Baldacci concluded this letter by laying out two conditions that St. Paul's would have to meet before he reinstated the building permit that had been suspended. First, Baldacci stated, St. Paul's would have to submit “an updated set of plans describing the Fellowship bar area along with the health department stamped and approved fixtures.” Second, he stated, St. Paul's would have to agree “to declare the use of the Fellowship Hall an A-2 use group occupancy with a maximum occupancy of 100,” or obtain “a Variance from the Building Code of Appeals Board allowing an accessory use to the group A-3, Place of Worship.” As Baldacci had done in each prior letter, he added a sentence describing St. Paul's' right to appeal his decision to the BCAB.


St. Paul's filed the complaint in this case in the District of Massachusetts on July 9, 2019, along with a motion for preliminary injunctive relief. St. Paul's also appealed Baldacci's refusal to reinstate the permit to the BCAB on July 25, 2019.

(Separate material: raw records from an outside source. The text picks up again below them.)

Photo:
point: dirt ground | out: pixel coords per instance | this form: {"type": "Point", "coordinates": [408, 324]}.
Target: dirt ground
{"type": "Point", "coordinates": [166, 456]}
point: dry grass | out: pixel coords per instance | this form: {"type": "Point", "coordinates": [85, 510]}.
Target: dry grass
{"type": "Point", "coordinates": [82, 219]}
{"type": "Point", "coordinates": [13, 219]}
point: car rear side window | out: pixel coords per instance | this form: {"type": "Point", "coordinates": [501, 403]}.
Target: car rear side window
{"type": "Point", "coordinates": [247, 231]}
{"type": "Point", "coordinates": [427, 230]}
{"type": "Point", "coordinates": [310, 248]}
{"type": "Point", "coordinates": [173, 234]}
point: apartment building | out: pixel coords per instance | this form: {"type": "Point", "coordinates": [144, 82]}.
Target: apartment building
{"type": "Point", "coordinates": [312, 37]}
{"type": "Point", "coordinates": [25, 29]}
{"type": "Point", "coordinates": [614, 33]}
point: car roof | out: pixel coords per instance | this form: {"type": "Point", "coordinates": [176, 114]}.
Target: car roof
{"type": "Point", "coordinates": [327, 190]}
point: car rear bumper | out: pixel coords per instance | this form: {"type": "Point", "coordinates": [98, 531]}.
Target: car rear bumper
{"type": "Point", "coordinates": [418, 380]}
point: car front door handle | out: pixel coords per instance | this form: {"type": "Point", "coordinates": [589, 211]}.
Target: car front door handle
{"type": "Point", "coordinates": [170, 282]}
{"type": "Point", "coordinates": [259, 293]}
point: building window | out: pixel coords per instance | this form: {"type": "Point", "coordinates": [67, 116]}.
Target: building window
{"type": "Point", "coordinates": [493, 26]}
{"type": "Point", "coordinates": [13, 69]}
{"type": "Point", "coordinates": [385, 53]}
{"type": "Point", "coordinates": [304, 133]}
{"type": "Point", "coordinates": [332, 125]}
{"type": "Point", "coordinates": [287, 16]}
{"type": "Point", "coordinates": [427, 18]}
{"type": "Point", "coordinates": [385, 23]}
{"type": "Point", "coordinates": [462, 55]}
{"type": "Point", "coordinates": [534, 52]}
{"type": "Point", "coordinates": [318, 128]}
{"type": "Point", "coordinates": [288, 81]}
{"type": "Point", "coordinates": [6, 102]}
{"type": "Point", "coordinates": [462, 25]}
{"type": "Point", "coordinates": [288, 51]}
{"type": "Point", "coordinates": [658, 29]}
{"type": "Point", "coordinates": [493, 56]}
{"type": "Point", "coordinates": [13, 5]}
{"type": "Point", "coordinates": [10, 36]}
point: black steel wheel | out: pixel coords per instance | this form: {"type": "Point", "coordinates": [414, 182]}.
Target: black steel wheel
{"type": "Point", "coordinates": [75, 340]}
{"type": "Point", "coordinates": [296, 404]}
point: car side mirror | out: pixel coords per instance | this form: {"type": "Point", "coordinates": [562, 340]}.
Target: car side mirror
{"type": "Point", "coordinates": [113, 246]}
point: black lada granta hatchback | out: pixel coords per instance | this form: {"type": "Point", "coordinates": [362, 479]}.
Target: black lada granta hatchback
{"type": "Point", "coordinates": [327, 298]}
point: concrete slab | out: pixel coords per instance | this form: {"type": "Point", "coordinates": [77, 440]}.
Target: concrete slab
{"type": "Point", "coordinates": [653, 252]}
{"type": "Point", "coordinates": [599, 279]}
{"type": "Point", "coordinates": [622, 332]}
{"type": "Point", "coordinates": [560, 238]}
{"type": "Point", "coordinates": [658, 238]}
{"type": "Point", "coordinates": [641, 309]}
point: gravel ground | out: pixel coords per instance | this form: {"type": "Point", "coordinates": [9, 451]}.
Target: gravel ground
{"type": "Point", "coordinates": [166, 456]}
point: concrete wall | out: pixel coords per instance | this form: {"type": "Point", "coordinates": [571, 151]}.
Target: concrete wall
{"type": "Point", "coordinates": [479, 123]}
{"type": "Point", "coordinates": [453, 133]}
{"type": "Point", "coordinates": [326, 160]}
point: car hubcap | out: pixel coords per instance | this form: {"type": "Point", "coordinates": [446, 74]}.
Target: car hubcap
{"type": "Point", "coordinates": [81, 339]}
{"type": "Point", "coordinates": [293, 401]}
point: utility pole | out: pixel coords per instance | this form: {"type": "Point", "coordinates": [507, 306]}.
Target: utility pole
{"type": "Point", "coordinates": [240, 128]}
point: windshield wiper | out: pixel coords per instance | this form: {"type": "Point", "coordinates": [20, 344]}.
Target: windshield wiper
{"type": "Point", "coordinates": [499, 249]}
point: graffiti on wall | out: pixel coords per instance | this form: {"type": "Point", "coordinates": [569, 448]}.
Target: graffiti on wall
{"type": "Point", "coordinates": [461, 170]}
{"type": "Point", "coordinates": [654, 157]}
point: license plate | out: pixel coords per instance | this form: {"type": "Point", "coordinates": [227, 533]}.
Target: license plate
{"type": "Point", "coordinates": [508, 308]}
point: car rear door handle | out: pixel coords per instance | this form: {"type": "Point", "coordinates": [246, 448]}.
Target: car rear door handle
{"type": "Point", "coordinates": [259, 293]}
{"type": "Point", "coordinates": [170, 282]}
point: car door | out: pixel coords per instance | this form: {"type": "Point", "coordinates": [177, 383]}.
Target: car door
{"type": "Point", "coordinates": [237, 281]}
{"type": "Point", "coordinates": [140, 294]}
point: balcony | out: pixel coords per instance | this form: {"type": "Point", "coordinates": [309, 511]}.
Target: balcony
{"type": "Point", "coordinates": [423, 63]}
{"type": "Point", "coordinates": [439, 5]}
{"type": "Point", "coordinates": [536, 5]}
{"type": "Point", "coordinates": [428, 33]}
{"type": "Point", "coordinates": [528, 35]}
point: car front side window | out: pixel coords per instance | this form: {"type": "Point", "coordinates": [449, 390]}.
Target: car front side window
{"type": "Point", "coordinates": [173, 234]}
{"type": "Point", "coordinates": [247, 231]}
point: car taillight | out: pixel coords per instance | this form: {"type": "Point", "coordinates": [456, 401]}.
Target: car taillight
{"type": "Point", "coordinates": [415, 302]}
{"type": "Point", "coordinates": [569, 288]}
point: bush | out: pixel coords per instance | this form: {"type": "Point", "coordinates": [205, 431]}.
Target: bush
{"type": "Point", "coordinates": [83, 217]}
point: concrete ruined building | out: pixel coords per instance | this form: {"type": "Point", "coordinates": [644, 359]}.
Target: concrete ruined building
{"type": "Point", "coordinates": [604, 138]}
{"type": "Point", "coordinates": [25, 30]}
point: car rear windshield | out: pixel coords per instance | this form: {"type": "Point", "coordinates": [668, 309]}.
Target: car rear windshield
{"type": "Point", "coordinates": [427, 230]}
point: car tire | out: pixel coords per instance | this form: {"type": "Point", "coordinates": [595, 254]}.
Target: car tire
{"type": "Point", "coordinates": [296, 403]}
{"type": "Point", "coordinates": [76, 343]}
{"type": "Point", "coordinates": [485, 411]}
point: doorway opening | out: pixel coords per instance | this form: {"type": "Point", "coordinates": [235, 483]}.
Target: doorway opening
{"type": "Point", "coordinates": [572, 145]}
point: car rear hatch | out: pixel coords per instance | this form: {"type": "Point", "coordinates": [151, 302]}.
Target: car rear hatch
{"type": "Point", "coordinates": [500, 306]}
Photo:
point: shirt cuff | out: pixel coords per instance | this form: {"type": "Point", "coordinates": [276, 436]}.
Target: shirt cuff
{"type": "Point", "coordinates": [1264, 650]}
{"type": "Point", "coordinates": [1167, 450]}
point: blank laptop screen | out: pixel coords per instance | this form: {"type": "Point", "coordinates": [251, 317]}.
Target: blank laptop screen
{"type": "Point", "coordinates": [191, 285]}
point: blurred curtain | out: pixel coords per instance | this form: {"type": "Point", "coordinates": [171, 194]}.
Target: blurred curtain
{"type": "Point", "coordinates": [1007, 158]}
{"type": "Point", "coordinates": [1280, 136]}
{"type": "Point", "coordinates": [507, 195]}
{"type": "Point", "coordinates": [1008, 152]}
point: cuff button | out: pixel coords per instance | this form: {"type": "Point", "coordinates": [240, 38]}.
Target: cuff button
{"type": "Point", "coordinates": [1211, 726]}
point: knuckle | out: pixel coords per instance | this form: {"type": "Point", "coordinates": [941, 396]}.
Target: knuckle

The BCAB held a hearing on August 20, 2019. At the hearing, according to the BCAB decision, St. Paul's “represented ․ that they want to complete the project fully in accordance with the original plans that were approved as part of issuing the building permit on July 3[, 2018]” (emphasis in original). St. Paul's further represented “that it fully understands the risks associated with completing the project in accordance with the original plans, especially if, later, there are changes in Use Group and/or change of occupancy which could require further physical changes to the building (based on, among other things, changes in occupant loads).” The BCAB noted that, “[a]s a result, [St. Paul's] was clear; it will ‘abide by the letter of the existing [building] permit’ ” (alteration in original).

On September 24, 2019 the BCAB issued a conditional order, to which the Town did not object. The condition regarding health department approval mirrored the one Baldacci had set out in his June 11 letter, except that, rather than requiring anything specific regarding the use dispute, the BCAB's second condition stated only that “all submissions from Appellant to the Building Department made after January 15, 2019 [would] be disregarded.” The Building Permit was deemed to be reinstated following the issuance of the order.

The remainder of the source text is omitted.